Newswise — This week, a new study spearheaded by the Wildlife Conservation Society found a stunning decline in the population of African forest elephants – down 62 percent in just the last decade – and attributed that decimation primarily to habitat loss and ivory poaching. Peter Wrege, a behavioral ecologist and director of the groundbreaking Elephant Listening Project at the Cornell Lab of Ornithology since 2007, comments on this new report from his research base on Gabon.

Wrege says:

“This research is critical because it is the first consolidation of best estimates of what is really happening with forest elephants. These are the only elephants still living a more-or-less normal elephant life, roaming the forests as they need to find resources and mates. But a 60 percent decline in a decade, and perhaps 10 percent of the population of 2011 killed by the end of 2012; that equals a pretty critical situation. “Protection of forest elephants is particularly challenging because they are living in tropical rainforest – the second largest in the world. They are hard to observe and that means that poachers are hard to observe.

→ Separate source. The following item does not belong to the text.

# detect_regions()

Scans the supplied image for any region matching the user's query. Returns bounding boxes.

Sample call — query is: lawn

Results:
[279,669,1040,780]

The governments of the key Central African states that still have reasonable populations of forest elephants – Gabon, Cameroon, Republic of Congo, Central African Republic – along with considerable help from conservation organizations like the U.S. Fish and Wildlife Service International Conservation Program, Wildlife Conservation Society, World Wide Fund for Nature, are all trying to step up anti-poaching efforts, but it is not easy. “Ultimately the only permanent solution is to change the demand for ivory. It is a very beautiful material, which explains why it has been so prized for centuries. But the animals that carry that ivory are more beautiful still, with high intelligence, empathy for other individuals in distress, highly emotional response to the death even of unrelated elephants – these animals, like ourselves, have long and complex lives. If the buyers of insignificant trinkets, even beautiful works of art, made at the cost of these animal's lives only understood at what cost their desires were being fulfilled, I have to believe they would stop. “Humans are also a species with empathy – why do we not show it toward the other magnificent creatures that share our world?”